The pandemic has given high-risk patients cause for concern about returning to health care providers for routine care. The impact of this medical distancing won’t be fully understood for some time but, in the meantime, hospitals and health care systems face yet another significant hurdle in a year that has been replete with challenges: how to assure patients that returning for needed tests and treatment will be safe.
The stakes are high in this rapidly changing environment. A Washington Post analysis of federal data found that thousands more people died in March, April and May of heart disease, stroke, diabetes and other diseases in a five-state area including New York than historical averages. And there are fears this could be repeated in hot-spot states like Texas and California. Now, some are wondering how many of the deaths from cancer may have been avoidable if patient safety concerns about returning to health care facilities were addressed.
Health care organizations have taken a wide variety of actions to respond to consumers’ concerns, including fundamental steps like placing tape on floors to show patients where to walk and to stand to allow proper social distancing.
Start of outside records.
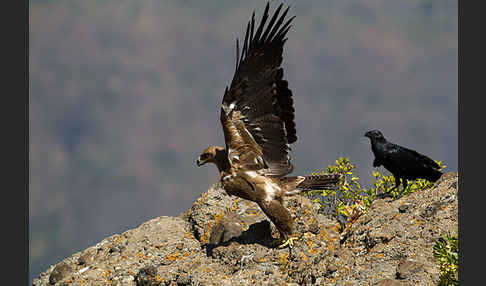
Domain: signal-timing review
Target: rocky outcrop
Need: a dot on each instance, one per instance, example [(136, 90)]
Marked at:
[(224, 240)]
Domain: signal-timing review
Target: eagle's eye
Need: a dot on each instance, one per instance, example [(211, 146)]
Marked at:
[(204, 156)]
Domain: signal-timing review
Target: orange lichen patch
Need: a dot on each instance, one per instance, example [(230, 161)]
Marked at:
[(105, 273), (310, 243), (235, 205), (252, 211), (310, 220), (418, 221), (304, 257), (173, 256), (158, 278), (283, 259), (207, 233)]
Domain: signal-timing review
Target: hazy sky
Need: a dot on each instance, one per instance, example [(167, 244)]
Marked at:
[(124, 95)]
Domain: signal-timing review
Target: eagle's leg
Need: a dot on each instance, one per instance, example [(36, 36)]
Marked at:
[(282, 220), (397, 185)]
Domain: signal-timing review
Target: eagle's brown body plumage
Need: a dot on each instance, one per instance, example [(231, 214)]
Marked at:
[(257, 116)]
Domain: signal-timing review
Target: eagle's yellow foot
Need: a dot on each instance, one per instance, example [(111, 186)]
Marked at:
[(289, 242)]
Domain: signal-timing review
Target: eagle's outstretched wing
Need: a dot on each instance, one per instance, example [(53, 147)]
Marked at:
[(257, 111)]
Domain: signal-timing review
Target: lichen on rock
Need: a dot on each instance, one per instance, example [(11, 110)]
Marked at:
[(224, 240)]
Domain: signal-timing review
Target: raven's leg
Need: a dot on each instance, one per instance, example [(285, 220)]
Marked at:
[(404, 183)]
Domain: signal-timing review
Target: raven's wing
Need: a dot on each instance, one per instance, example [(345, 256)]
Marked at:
[(257, 111), (376, 162), (408, 161)]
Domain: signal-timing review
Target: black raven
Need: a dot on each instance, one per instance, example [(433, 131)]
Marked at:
[(402, 162)]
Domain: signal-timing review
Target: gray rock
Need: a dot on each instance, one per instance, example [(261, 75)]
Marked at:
[(406, 268), (388, 282), (59, 272), (225, 240)]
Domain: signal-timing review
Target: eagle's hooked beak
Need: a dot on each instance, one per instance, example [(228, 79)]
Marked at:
[(198, 162)]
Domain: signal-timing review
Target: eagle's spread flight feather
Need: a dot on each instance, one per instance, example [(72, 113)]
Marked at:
[(257, 116)]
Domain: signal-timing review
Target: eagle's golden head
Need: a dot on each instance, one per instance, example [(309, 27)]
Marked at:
[(210, 155)]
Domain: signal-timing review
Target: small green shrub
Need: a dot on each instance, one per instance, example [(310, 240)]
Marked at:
[(446, 254), (350, 195)]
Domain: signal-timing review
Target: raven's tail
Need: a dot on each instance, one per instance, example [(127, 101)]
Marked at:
[(318, 182), (434, 176)]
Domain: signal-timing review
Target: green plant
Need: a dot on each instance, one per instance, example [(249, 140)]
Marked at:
[(350, 197), (446, 254), (383, 184)]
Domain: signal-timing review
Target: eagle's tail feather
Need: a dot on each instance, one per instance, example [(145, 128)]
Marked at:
[(319, 182)]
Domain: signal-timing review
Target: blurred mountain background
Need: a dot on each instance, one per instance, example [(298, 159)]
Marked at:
[(124, 95)]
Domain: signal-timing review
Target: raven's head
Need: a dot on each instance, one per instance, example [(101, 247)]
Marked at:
[(210, 155), (375, 135)]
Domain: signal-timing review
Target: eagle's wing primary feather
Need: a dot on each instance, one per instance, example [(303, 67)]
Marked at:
[(257, 111)]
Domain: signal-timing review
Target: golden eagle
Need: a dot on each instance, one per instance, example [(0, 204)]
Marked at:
[(257, 116)]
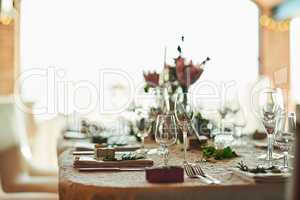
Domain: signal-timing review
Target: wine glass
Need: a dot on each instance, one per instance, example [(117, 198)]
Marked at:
[(268, 111), (284, 141), (184, 114), (166, 133), (144, 126)]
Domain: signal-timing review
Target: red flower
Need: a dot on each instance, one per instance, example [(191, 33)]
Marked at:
[(152, 78), (187, 74)]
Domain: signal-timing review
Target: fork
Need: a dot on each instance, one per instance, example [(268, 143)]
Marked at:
[(191, 173), (198, 170)]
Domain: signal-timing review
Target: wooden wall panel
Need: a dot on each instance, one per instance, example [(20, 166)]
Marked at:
[(7, 67), (9, 54), (275, 57)]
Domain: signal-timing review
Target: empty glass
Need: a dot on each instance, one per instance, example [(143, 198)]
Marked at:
[(268, 111), (284, 142), (165, 133), (184, 115)]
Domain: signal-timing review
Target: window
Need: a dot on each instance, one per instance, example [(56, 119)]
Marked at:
[(81, 37), (295, 59)]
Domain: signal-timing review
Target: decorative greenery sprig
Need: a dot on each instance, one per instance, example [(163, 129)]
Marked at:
[(258, 169), (218, 154)]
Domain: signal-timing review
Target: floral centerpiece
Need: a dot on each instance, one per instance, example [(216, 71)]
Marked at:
[(177, 77)]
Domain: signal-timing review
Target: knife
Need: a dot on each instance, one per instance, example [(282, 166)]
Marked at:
[(99, 169)]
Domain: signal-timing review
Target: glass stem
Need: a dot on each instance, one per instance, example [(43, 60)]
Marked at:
[(142, 142), (165, 155), (184, 132), (270, 149), (285, 160)]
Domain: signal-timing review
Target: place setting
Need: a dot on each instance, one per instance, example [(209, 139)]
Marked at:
[(166, 117)]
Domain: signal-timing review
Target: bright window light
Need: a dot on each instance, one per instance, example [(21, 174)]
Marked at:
[(81, 37)]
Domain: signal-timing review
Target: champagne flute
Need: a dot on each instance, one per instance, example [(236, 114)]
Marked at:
[(166, 133), (284, 141), (144, 126), (268, 112), (184, 114)]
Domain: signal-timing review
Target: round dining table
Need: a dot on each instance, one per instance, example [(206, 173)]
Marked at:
[(77, 185)]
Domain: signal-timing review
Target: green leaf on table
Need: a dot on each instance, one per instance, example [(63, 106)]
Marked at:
[(219, 154)]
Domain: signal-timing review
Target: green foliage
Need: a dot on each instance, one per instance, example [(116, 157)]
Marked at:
[(218, 154)]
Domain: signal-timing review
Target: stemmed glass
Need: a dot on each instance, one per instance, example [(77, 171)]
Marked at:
[(268, 112), (184, 116), (284, 141), (166, 133), (144, 126)]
Many are requiring masks of everyone entering their facilities as well as taking their temperatures, and placing plexiglass barriers between patients and receptionists.
Memorial Healthcare System in Hollywood, Fla., recently held a press conference to share its plan: separating COVID-19 patients from others, banning visitors, reconfiguring waiting areas to allow for social distancing, testing everyone for the virus in a preadmissions center and requiring everyone in the hospital to wear masks. Cleveland Clinic Florida sent 1.2 million emails to patients across the system that explained the safety processes the organization put in place and filmed a patient safety announcement from its president and CEO, Wael Barsoum, M.D.
The AHA’s Pathways to Recovery report provides comprehensive information and resource links to internal and external communication tools that can help members set the right tone in their patient outreach efforts. The report also includes a framework through which all messaging around reopening should be considered as well as guidance on a wide array of other recovery issues like supply chain, plant operations/environment of care, financial management, risk management and governance considerations.
Health insurers like Humana are also working to assist patients in their decision to return to their doctors and to ensure that they take important diagnostic tests. The company recently sent more than 1 million preventive care screening kits at no charge to Medicare Advantage and eligible Medicaid members — triple the number it sent last year — to help identify complications related to diabetes and colon cancer sooner.
William Shrank, M.D., Humana’s chief medical officer, says that during these complex times, patients should not be distancing themselves from their physicians.
Boston Consulting Group says providers can influence about 50% of the conditions affecting a patient’s willingness to reschedule. In a recent survey report, it noted that health care providers should communicate a clear plan and timeline for rescheduling care and should assure patients that testing protocols and procedures for care — as well as the safety of facilities and staff — meet or exceed expectations.
The report also noted that communications should be clear about what’s being done to ensure social distancing and a sanitary environment, and to assure caregivers that they will have access to personal protective equipment.